Terminó una guerra que por sus motivos no debiera haber comenzado. EE.UU. no consiguió jamás probar que el régimen de Sadam Hussein poseía armas de destrucción masiva ni que el líder iraquí tenía fluidas relaciones con Al Qaeda.
Las últimas tropas se marcharon el domingo rumbo a Kuwait, donde el papá de George W. Bush había comenzado la del Golfo Pérsico, más rápida y exitosa. Esta de Irak, en cambio, tuvo nada de exitosa, más de 100 mil iraquíes y unos 4.500 soldados estadounidenses murieron y otros 30 mil quedaron lisiados, lo que engrosará una lista de veteranos que requerirá de mayor atención psicológica y médica y que regresa a un país que debe incorporarlos a un mercado laboral endeble.

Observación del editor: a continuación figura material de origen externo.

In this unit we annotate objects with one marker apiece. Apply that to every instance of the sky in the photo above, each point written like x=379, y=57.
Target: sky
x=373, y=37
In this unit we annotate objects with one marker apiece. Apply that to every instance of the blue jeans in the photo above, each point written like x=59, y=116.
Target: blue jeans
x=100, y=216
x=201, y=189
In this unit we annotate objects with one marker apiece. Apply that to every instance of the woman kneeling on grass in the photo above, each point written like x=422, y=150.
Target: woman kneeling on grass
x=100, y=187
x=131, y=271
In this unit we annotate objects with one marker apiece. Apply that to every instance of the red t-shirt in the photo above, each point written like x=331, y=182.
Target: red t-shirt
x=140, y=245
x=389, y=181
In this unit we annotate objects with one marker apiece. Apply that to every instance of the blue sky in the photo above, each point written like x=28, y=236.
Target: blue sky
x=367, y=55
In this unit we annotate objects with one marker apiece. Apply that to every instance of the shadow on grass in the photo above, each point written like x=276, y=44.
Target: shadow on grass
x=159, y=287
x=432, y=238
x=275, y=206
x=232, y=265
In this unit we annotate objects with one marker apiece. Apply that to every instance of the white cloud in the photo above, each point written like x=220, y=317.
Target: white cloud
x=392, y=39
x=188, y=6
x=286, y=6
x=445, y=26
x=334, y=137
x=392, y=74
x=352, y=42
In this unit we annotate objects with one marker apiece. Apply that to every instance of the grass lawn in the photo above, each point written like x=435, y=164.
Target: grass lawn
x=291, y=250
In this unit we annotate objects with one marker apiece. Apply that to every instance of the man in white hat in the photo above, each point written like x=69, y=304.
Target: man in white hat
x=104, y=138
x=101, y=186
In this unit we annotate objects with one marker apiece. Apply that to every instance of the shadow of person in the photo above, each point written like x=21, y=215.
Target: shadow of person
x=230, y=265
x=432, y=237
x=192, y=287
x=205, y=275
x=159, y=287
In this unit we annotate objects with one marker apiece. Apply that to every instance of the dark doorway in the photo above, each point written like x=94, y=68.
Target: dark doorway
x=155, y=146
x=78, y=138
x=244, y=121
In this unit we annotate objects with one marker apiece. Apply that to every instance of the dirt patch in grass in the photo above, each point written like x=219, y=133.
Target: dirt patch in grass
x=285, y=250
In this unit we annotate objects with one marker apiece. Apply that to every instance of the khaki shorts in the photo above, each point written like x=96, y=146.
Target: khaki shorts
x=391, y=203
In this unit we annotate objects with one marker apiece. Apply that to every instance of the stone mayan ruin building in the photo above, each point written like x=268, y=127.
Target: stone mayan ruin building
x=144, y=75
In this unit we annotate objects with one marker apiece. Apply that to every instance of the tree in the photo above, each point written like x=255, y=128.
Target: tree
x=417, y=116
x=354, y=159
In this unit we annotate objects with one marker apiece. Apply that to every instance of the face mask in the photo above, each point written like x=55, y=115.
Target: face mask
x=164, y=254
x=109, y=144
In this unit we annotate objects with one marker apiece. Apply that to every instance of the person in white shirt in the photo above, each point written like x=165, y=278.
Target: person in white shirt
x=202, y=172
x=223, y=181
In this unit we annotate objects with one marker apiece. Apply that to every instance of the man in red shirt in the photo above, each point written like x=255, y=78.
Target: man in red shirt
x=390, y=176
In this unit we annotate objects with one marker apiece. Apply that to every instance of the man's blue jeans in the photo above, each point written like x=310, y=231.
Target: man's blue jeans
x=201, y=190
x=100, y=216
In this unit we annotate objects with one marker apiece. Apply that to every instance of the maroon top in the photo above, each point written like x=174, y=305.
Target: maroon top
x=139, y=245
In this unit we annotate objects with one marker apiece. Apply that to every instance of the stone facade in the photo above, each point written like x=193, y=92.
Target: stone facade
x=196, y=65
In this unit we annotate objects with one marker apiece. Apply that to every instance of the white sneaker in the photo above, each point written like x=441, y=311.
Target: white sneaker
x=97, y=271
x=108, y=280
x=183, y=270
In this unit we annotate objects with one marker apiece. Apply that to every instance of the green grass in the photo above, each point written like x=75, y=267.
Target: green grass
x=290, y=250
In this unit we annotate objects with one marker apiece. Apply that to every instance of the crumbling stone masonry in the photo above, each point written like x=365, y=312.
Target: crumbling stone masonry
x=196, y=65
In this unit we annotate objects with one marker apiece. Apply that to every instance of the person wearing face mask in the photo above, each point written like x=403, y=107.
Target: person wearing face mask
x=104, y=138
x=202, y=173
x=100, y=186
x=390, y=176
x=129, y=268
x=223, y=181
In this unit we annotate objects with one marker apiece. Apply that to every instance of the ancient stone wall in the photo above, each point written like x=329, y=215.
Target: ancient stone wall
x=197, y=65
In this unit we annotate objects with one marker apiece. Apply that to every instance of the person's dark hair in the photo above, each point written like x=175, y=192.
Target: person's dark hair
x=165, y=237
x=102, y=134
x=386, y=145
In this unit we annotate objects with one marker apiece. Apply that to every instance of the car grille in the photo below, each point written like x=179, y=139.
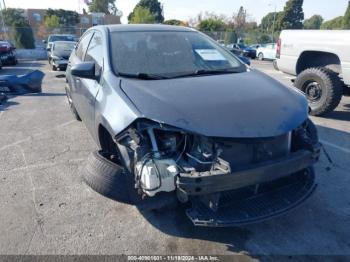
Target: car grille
x=241, y=153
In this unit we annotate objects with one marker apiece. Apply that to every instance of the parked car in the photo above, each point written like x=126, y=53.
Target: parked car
x=57, y=37
x=179, y=118
x=59, y=54
x=7, y=53
x=320, y=60
x=267, y=51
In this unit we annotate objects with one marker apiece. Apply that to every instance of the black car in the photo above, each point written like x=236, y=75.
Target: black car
x=177, y=117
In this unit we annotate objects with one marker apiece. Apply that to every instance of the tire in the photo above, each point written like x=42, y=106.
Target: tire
x=322, y=87
x=107, y=178
x=261, y=56
x=72, y=107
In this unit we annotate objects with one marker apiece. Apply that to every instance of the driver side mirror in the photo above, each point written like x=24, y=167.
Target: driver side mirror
x=84, y=70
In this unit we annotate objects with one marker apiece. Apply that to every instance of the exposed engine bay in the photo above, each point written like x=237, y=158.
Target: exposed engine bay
x=166, y=159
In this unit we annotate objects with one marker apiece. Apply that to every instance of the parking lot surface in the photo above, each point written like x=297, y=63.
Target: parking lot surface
x=45, y=208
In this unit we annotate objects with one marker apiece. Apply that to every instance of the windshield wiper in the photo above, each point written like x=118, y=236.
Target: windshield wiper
x=144, y=76
x=210, y=72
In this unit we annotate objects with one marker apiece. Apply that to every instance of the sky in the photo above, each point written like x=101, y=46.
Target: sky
x=184, y=9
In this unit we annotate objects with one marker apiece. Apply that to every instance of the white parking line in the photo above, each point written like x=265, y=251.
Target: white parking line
x=343, y=149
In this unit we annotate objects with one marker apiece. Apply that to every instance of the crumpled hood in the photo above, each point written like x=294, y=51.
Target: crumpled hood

Si a todos esos gastos fijos y potenciales se le suma el billón de dólares gastado durante la operación de casi 9 años, son pocas las conjeturas que se pueden hacer a favor de la guerra, la que incluso no logró aquietar una violencia interna entre grupos étnicos eternamente en disputa. Lo único rescatable lo tomó prestado Barack Obama, quien cumplió con su promesa de campaña, la que también incluyó enviar muchas de las tropas en Irak hacia Afganistán, el otro bastión indomable que en décadas anteriores ni la Unión Soviética pudo controlar.
El futuro de aquella zona no pareciera depender del involucramiento directo de las grandes potencias, las que muchas veces están prestas a estabilizar una nación no por la necesidad de paz, sino por razones estrategias que tienen que ver con la energía del petróleo que todavía domina sobre el mundo.